Wednesday, November 23, 2005

Yahoo Leading the Movement to Social Media

Back to Rapid eLearning from my recent and extended tangent on the 'flat world,' there was a fabulous article in the San Jose Mercury News this week about Yahoo’s mission to take the lead on 'social media.' Yahoo just hired Marc Davis, a media professor at the University of California-Berkeley, to help "chart a course through the rapidly evolving world of 'social media' -- from blogs and social networking services to interactive mobile devices." Some excerpts from the article follow:

"The concepts that form the core of Flickr -- tagging, sharing and community -- are spreading through Yahoo's many departments. Flickr co-founder Caterina Fake and her husband, Stewart Butterfield, visited with most Yahoo departments to understand how a Flickr approach might help their products by involving users more. It's what Yahoo executives are now calling the `Flickrization of Yahoo.' Yahoo's attempts to 'Flickr-ize' its search engine have also given birth to a service called My Web 2.0, which lets people bookmark and tag Web pages that interest them."
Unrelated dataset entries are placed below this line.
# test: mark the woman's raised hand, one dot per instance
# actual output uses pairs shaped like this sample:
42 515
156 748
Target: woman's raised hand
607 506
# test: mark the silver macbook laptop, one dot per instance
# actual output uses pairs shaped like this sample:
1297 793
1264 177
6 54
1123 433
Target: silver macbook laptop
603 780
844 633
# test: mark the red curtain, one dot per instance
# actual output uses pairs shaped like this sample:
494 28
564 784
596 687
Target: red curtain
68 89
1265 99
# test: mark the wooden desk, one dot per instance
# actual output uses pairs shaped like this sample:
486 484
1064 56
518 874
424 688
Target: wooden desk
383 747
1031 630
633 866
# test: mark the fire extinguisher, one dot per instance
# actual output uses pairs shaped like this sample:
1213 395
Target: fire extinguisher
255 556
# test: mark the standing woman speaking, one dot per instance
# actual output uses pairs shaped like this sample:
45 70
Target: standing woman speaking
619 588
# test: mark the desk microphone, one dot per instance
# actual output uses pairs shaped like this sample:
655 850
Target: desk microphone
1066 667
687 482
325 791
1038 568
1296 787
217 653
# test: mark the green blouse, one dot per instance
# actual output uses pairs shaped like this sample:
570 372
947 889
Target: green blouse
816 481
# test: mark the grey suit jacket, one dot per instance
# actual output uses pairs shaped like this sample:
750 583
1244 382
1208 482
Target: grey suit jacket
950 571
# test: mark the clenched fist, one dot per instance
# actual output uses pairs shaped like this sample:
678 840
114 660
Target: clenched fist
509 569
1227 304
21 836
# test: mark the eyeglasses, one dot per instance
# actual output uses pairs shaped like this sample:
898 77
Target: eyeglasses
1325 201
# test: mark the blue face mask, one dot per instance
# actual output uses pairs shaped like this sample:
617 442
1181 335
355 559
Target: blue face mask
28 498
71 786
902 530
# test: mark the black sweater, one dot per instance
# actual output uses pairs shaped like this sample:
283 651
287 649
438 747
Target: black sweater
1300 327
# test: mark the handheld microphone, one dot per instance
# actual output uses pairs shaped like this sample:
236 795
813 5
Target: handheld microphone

"The next major shift is going to be about more than which search engine has the most documents. What's next is an experience that is personalized, that gets better the more I use it.''

"Yahoo's embrace of social media and user-generated Web content is evident elsewhere, too. The company launched a social networking and blogging service called 360 this year. It recently acquired Upcoming.org, a Southern California Web site whose events calendar is assembled entirely by the public. It has plans to let people create and share their own audio podcasts. And it recently began including blog content in its news section, elevating grass-roots journalism and writing closer to mainstream media."

"Increasingly, you're seeing the barriers to entry, to creating content, being lowered,'' said Jeff Weiner, Yahoo's senior vice president of search and marketplace. "Increasingly, technologies are allowing people to create, develop, produce, market and sell content in ways heretofore unimaginable... We want to create a platform so that the knowledge in people's heads flows onto the Web for the benefit of others.''

The implications for learning in the enterprise should be clear—the dissemination and acquisition of knowledge will be driven increasingly by user generated content and the experience will become increasingly social and personalized. It will be interesting to see how the learners of the future (today actually), who have been brought up in this alternative learning reality, will respond when confronted in the enterprise with formal courseware and learning management (control) systems. We need to learn how people are learning in the real (consumer) world and rapidly adapt and adopt. Web 2.0 will inevitably drive eLearning 2.0—we just need to figure out what that really means. Look to Yahoo and others to point the way.

(And not to belabor the point, but Web 2.0, social media, and eLearning 2.0 are simply manifestations of all the flat world trends and technologies we've been talking here about for the last few months.)